Confirming what we know: The typhoid conjugate vaccine is safe

Recently, the World Health Organization Global Advisory Committee on Vaccine Safety (GACVS) reviewed newly available safety data on Typbar-TCV®, which is currently the only licensed, prequalified, and recommended typhoid conjugate vaccine (TCV) available internationally and for children as young as 6 months of age. The new data were comprised of preliminary safety findings from three ongoing effectiveness studies conducted by the Typhoid Vaccine Acceleration Consortium (TyVAC) in Malawi, Bangladesh, and Nepal, as well as data from early public sector use of the vaccine in India and Pakistan, and from additional private sector use in India. Following presentation of the data in late 2018, GACVS reiterated that the vaccine continues to be safe.

The update from GACVS is welcome and reassuring news, and enhances what we already know about the TCV: it is a safe vaccine for use in children as young as 6 months of age.

Typhoid, while largely eliminated from high-income countries, remains a persistent global health challenge in many low- and middle-income countries. The burden is concentrated among children younger than 15 years of age. While treatable with antibiotics, we continue to see cases that are resistant to many of the available drugs to treat typhoid, and that resistance is spreading. Multidrug- and extensively drug-resistant strains are becoming more common, circulating in endemic areas and causing outbreaks across geographical regions. These strains are making typhoid harder to treat, which may turn back the clock on decades of progress in reducing typhoid mortality.

Additionally, rapid urbanization, and the resulting densely populated cities, are a growing concern for typhoid control. As people continue to move to urban centers, already weak water and sanitation systems are placed under increasing pressures to serve these growing populations. In many communities, water and sanitation infrastructure cannot scale up fast enough to meet this emergent demand. Because typhoid is transmitted via contaminated food and water, when these systems fail, typhoid risk increases in these communities.

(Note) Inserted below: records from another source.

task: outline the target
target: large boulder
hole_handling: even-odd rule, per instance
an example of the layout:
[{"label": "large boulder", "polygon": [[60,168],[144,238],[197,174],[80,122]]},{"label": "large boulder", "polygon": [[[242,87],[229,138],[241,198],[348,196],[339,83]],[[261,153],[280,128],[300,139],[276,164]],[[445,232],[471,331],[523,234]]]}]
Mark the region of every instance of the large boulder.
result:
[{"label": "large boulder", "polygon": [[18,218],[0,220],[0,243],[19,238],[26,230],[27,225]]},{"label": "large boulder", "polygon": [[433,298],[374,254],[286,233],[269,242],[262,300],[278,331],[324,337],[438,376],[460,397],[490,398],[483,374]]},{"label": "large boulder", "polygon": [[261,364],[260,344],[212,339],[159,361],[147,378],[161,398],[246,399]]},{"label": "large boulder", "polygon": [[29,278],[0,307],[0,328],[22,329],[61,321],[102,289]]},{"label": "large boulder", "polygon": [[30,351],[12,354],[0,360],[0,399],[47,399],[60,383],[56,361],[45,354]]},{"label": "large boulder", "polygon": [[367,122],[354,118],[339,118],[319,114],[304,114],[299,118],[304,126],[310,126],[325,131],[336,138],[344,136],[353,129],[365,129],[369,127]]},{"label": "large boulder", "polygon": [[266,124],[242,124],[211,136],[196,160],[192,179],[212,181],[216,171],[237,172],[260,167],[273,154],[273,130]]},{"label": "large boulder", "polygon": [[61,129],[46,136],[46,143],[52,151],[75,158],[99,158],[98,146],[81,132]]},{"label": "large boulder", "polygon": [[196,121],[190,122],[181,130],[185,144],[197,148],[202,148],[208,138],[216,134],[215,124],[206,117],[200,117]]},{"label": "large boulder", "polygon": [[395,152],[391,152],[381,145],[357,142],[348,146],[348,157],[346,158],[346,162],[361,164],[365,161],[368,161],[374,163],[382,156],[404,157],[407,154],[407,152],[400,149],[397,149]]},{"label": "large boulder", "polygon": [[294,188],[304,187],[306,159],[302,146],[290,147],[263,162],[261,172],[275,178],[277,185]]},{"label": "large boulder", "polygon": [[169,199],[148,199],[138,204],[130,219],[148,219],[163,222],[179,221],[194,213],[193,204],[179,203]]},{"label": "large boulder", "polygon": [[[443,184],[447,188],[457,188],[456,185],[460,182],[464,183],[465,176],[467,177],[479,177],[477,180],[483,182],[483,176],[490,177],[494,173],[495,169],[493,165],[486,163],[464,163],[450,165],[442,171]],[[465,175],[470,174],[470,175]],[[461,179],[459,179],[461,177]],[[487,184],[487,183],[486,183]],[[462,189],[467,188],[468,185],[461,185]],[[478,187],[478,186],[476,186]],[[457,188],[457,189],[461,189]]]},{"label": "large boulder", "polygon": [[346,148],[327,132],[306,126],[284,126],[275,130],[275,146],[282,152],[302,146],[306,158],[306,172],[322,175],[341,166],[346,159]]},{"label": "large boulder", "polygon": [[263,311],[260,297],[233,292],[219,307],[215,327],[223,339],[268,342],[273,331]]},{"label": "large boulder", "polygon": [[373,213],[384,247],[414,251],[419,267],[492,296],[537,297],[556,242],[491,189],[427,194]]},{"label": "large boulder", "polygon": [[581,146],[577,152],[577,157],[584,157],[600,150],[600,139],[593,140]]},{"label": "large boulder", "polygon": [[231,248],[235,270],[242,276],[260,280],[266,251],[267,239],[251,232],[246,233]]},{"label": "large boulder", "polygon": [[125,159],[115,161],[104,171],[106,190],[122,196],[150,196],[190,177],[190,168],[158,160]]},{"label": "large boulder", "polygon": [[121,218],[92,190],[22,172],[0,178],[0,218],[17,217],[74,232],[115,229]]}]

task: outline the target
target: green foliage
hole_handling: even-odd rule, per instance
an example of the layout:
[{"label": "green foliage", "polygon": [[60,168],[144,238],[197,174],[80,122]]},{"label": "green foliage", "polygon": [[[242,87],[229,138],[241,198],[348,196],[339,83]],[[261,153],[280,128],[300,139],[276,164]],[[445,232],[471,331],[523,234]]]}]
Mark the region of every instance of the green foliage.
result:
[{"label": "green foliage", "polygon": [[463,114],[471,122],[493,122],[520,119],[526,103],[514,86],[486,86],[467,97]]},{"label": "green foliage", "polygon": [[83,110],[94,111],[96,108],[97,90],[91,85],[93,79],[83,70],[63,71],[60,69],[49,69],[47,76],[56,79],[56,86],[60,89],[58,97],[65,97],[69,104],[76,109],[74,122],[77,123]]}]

Increasing drug resistance and urbanization have raised the urgency and focus on typhoid prevention with proven interventions, including TCVs and water, sanitation, and hygiene improvements. We need to combat typhoid with the tools we have available to us now, and one of the most powerful is TCVs. TCVs have the potential to drastically decrease the burden of typhoid, protecting those most at risk before they ever get sick. Through vaccination, we can start tackling the challenges posed by urbanization and drug-resistant typhoid head on. Most importantly, we can prevent the suffering caused by this disease and ultimately save lives. The new data we are generating on TCV safety and efficacy are important but we don’t need to wait―and we can’t afford to wait―to make decisions on TCV introduction when the vaccine can make an impact now. The GACVS analysis supports what we already know – that TCV is safe and can be used by countries now.